= Pulsing (bodywork) =

Pulsing is a rhythmic, movement-based somatic therapy that can be classed as a form of post-Reichian bodywork. It uses a very gentle and nurturing approach in an attempt to increase body awareness and sensitivity.

== History ==
Pulsing was developed in the late 1970s by Curtis Turchin, a practitioner of Postural Integration (PI). After seeing Dr Milton Trager, founder of the Trager Approach, demonstrate his movement-based bodywork at the Esalen Institute in the mid-1970s Turchin was inspired to develop a systematic approach that he called Pulsing.

== Forms and practice ==
It involves the application of pressure and movement (stretching, lifting, shaking, rotating and swinging) to the soft tissue of the body (skin, muscles, tendons, ligaments and fascia) within a continuous soft rhythmic rocking. The client is encouraged to be passive - in the sense of not trying to do anything, but allowing the body to relax into the movements. This in itself quickly highlights areas of muscular tension and holding.

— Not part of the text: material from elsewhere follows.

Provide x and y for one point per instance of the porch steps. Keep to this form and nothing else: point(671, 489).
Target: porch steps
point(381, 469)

Children and adults will often rock themselves when distressed: there appears to be a deep comfort and security to be found in gentle movement. With its flowing and wave-like movements, Pulsing perhaps recalls a body-memory of the foetal experience in the womb, where the baby is constantly subject to rhythmic pulsation, or of being cradled and rocked during infancy.

Pulsing can take a number of forms, distinguished by the intent with which it is approached by both client and therapist (for example, relaxing, playful or as deeper emotional therapy). In the 'lighter' modes, clients sometimes experience gentle emotional release and often enter a trance-like state. Sessions usually have a deeply relaxing yet energising effect. Here the benefits may include a release of deep physical tension, an increase in flexibility and movement repertoire, and an improved general sense of well-being and energy. On a deeper level, it can also be performed explicitly as a form of body psychotherapy, encouraging the client to become aware of their emotional responses, patterns of breathing and physical areas where "they feel tense, tight, weak, uncomfortable or painful and aware of protective holding patterns". In this way clients may discover and release deeply embodied emotions. Whichever form is used, many of the effects of Pulsing occur below the level of conscious awareness and continue to resonate in the bodymind for some time after sessions.